Aleafia Health Inc. Announces Closing of $5.6M Private Placement
TORONTO, June 24, 2022 — Aleafia Health Inc. (TSX: AH, OTCQX: ALEAF) (“Aleafia Health” or the “Company”) is pleased to announce that it has closed its previously announced private placement (the “Private Placement”) representing aggregate gross proceeds of approximately $5.6 million.
Pursuant to the Private Placement, an aggregate of 68,151,515 units were issued at a price of $0.0825 per unit, with each unit consisting of one common share in the capital of the Company and one-half of one common share purchase warrant. Each warrant is exercisable into one common share at an exercise price of $0.1025 until June 24, 2026. The expiry date of the warrants can be accelerated by the Company at any time and upon 30 days’ notice, if the closing price of the common shares on the Toronto Stock Exchange is greater than $0.165 for any 10 consecutive trading days following the date that is 4 months and one day after the date hereof and prior to the expiry date of the warrants.
The net proceeds from the Private Placement will be used to fund working capital and capital expenditures for the Company’s continued growth, and other general corporate purposes.
“The closing of the private placement is a significant milestone for Aleafia, providing funding to support our growth plans, and satisfying a main condition for the amendment of the Company’s convertible debentures,” said Aleafia Health CEO Tricia Symmes.
For Investor & Media Relations:
Matthew Sale, CFO
LEARN MORE: www.AleafiaHealth.com
About Aleafia Health:
Aleafia Health, a vertically integrated and federally licensed Canadian cannabis company, owns three licensed cannabis production facilities, including the first large-scale, legal outdoor cultivation facility in Canadian history, and operates a strategically located distribution centre, all in the province of Ontario.
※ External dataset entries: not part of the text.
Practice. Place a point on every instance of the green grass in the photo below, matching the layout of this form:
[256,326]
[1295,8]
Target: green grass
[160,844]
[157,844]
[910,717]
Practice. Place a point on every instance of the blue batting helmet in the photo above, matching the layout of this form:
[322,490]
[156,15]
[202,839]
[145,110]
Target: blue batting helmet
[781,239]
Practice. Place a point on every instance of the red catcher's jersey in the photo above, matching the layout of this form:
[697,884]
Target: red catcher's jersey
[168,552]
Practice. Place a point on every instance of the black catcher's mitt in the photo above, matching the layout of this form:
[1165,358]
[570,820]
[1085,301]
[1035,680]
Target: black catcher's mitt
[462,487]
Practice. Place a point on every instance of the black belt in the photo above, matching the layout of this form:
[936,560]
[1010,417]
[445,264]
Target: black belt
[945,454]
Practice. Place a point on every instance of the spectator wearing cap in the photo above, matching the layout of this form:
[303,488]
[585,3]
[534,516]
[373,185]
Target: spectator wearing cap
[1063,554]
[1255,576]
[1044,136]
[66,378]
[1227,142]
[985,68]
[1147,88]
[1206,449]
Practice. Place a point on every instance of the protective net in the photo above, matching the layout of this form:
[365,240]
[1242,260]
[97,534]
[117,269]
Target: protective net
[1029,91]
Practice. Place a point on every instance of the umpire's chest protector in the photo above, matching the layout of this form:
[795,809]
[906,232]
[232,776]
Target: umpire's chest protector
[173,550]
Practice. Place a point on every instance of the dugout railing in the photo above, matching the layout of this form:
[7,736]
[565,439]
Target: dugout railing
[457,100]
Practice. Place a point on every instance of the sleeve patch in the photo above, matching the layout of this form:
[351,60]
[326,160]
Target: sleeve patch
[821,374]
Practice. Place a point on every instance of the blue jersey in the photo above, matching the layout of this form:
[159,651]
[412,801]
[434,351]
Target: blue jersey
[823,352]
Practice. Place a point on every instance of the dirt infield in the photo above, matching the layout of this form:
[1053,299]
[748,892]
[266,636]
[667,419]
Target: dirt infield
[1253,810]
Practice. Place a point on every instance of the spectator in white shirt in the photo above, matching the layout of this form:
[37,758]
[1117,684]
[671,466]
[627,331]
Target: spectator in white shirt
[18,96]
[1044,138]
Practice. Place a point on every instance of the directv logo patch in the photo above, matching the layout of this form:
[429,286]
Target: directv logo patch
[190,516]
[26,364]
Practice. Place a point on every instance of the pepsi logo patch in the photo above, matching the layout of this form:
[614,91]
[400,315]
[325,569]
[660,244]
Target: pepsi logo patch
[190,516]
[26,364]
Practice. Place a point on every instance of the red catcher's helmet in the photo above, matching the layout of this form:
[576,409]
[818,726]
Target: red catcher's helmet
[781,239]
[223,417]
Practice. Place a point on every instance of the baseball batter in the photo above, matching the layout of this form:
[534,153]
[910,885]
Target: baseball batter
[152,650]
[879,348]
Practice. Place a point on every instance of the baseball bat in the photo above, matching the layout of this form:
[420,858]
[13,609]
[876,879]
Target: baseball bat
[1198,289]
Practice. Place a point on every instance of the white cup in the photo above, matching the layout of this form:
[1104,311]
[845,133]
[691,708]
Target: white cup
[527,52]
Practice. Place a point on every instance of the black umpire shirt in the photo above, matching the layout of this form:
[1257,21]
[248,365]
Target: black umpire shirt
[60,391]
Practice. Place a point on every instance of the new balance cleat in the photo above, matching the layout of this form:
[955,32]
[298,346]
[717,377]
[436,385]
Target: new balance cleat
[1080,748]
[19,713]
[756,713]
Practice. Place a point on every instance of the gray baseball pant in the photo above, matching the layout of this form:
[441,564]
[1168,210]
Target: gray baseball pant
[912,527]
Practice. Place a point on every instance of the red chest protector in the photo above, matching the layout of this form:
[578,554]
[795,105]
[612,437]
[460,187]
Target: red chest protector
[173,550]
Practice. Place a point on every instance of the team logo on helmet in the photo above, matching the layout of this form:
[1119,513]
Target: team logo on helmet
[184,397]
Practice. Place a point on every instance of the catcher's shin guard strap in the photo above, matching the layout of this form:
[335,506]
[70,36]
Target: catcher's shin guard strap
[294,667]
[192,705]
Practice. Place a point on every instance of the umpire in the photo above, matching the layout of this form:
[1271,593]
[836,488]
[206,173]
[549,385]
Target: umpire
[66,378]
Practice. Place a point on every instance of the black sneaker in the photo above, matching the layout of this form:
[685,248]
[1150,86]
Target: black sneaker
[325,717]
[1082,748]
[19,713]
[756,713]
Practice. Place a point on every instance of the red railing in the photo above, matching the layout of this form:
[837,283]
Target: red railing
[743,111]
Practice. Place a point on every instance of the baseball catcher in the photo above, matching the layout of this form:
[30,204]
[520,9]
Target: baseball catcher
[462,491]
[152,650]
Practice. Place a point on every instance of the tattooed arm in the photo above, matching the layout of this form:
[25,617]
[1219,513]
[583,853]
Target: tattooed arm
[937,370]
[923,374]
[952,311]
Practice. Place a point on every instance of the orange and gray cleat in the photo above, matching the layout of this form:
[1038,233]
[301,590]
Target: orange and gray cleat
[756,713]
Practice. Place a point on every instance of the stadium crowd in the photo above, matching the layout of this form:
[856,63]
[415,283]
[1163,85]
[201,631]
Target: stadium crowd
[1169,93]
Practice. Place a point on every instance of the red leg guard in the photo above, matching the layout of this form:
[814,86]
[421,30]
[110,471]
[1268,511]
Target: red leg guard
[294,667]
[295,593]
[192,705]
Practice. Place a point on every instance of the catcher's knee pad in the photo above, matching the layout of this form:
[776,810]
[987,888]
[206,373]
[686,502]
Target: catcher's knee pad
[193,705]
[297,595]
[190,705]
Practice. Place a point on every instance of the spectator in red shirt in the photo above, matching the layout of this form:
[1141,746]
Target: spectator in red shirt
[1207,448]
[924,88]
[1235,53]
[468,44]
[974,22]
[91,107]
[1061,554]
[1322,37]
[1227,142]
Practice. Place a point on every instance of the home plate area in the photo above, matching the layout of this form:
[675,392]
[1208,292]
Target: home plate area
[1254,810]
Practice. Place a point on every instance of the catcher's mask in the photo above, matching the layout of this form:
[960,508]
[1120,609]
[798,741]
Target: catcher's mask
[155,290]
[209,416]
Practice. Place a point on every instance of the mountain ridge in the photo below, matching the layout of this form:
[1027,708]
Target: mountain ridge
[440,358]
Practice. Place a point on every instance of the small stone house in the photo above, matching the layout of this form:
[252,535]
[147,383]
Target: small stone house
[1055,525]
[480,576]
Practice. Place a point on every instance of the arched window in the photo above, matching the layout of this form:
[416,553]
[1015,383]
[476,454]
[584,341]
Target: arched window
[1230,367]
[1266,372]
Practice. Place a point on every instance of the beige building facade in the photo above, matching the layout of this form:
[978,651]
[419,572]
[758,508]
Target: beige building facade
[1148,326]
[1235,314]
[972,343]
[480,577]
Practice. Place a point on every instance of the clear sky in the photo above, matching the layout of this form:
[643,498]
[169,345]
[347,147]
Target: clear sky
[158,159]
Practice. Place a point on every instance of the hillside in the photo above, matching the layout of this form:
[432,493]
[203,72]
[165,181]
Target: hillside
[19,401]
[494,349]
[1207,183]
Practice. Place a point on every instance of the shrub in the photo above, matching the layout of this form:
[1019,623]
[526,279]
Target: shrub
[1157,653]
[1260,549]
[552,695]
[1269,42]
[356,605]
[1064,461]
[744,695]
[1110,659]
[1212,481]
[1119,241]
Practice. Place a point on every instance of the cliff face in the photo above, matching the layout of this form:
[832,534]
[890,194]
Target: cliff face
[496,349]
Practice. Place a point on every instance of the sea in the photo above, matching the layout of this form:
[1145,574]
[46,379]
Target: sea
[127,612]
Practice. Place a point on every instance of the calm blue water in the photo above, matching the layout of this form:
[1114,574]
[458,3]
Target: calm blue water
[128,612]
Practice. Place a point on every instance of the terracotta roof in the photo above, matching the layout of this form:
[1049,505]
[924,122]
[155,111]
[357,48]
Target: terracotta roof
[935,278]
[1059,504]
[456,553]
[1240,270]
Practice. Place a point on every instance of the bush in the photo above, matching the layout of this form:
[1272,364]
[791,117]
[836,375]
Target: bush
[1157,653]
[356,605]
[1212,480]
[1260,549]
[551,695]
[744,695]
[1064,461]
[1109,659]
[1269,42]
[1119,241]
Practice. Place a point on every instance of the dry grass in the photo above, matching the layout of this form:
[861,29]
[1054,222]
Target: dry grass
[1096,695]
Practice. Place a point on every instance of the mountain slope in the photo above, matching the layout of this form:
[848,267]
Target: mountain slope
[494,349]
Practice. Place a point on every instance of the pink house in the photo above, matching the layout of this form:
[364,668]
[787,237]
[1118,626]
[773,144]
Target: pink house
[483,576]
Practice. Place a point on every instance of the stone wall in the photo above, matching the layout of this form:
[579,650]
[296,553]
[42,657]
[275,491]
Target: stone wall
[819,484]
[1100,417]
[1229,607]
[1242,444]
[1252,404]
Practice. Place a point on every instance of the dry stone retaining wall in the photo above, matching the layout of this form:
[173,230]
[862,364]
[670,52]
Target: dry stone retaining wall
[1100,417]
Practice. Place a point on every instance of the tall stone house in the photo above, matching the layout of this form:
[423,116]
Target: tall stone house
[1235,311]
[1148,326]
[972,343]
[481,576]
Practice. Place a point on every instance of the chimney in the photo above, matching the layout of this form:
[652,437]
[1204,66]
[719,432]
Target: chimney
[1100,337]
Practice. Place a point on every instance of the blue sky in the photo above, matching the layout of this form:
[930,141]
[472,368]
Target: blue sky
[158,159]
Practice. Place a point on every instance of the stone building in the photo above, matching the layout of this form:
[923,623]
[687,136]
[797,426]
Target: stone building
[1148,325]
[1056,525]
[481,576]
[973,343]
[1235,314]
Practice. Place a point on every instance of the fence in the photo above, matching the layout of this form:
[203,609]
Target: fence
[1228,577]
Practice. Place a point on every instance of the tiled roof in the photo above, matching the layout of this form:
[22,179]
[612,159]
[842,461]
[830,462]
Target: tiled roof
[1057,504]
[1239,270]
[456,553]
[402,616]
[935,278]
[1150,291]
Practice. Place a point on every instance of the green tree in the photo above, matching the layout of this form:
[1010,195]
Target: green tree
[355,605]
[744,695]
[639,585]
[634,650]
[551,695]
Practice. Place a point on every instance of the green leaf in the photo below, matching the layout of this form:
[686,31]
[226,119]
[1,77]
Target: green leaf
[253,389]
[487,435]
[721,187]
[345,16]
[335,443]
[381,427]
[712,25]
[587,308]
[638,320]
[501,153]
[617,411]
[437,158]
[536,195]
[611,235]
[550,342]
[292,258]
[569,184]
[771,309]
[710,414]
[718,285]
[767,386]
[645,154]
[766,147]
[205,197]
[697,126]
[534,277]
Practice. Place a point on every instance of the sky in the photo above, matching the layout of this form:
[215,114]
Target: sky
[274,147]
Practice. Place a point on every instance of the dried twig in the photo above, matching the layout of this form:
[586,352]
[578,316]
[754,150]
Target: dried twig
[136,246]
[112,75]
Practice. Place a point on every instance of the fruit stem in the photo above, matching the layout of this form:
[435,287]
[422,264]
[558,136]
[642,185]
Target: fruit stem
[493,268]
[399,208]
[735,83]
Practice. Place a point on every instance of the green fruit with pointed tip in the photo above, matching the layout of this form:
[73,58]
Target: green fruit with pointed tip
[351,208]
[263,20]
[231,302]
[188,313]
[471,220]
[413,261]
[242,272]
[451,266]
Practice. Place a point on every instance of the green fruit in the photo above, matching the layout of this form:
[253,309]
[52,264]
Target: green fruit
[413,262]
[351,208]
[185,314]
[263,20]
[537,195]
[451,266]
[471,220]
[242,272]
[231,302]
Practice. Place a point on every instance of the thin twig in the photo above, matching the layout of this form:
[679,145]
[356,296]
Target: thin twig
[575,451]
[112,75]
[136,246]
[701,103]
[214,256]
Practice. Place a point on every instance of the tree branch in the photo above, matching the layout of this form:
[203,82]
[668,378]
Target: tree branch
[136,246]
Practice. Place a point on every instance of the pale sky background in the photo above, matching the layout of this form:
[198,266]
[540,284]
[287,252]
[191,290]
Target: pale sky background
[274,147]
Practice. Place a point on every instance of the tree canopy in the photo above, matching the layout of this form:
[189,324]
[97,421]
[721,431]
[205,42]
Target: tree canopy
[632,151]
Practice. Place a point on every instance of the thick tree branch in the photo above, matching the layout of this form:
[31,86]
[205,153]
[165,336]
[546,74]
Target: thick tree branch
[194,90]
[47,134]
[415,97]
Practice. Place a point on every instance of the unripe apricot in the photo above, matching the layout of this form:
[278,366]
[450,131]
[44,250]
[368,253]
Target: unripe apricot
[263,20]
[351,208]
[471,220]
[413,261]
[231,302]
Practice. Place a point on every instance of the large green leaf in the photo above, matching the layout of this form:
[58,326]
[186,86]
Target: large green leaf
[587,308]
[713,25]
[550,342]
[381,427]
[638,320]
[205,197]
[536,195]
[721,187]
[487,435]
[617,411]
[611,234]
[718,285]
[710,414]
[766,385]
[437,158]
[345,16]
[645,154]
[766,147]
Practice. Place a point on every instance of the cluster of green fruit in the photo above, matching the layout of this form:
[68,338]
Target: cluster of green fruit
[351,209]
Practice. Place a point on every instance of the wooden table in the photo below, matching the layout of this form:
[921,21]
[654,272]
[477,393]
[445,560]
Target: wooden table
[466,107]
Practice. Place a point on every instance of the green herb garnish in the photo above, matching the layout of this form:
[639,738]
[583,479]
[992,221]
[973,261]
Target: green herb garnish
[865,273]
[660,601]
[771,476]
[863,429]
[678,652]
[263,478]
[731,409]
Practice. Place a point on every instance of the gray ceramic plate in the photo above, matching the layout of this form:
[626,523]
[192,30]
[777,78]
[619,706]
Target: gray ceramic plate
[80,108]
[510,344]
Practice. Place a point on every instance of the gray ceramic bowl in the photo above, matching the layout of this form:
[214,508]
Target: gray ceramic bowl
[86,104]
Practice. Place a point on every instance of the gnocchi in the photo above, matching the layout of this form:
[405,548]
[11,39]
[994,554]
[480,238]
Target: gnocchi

The Company produces a diverse portfolio of cannabis derivative products including oils, capsules, edibles, sublingual strips, and vapes, for sale in Canada in the adult-use and medical markets and is pursuing opportunities in select international jurisdictions. The Company owns and operates a virtual network of medical cannabis clinics staffed by physicians and nurse practitioners.
Forward Looking Information
This news release contains forward-looking information within the meaning of applicable Canadian and United States securities laws. Often, but not always, forward-looking information can be identified by the use of words such as “plans”, “expects”, “estimates”, “intends”, “anticipates”, or “believes” or variations of such words and phrases or state that certain actions, events or results “may”, “could”, “would”, “might” or “will” be taken, occur or be achieved. Forward-looking information involves known and unknown risks, uncertainties and other factors which may cause the actual results, performance or achievements of the Company or its subsidiaries to be materially different from any future results, performance or achievements expressed or implied by the forward-looking information contained in this news release. Risks, uncertainties, and other factors involved with forward-looking information could cause actual events, results, performance, prospects and opportunities to differ materially from those expressed or implied by such forward-looking information, including risks contained in the Company’s annual information form filed with Canadian securities regulators available on the Company’s SEDAR profile at www.sedar.com. Although the Company believes that the assumptions and factors used in preparing the forward-looking information in this news release are reasonable, undue reliance should not be placed on such information and no assurance can be given that such events will occur in the disclosed time frames or at all. The forward-looking information included in this news release are made as of the date of this news release and the Company does not undertake any obligation to publicly update such forward- looking information to reflect new information, subsequent events or otherwise unless required by applicable securities legislation.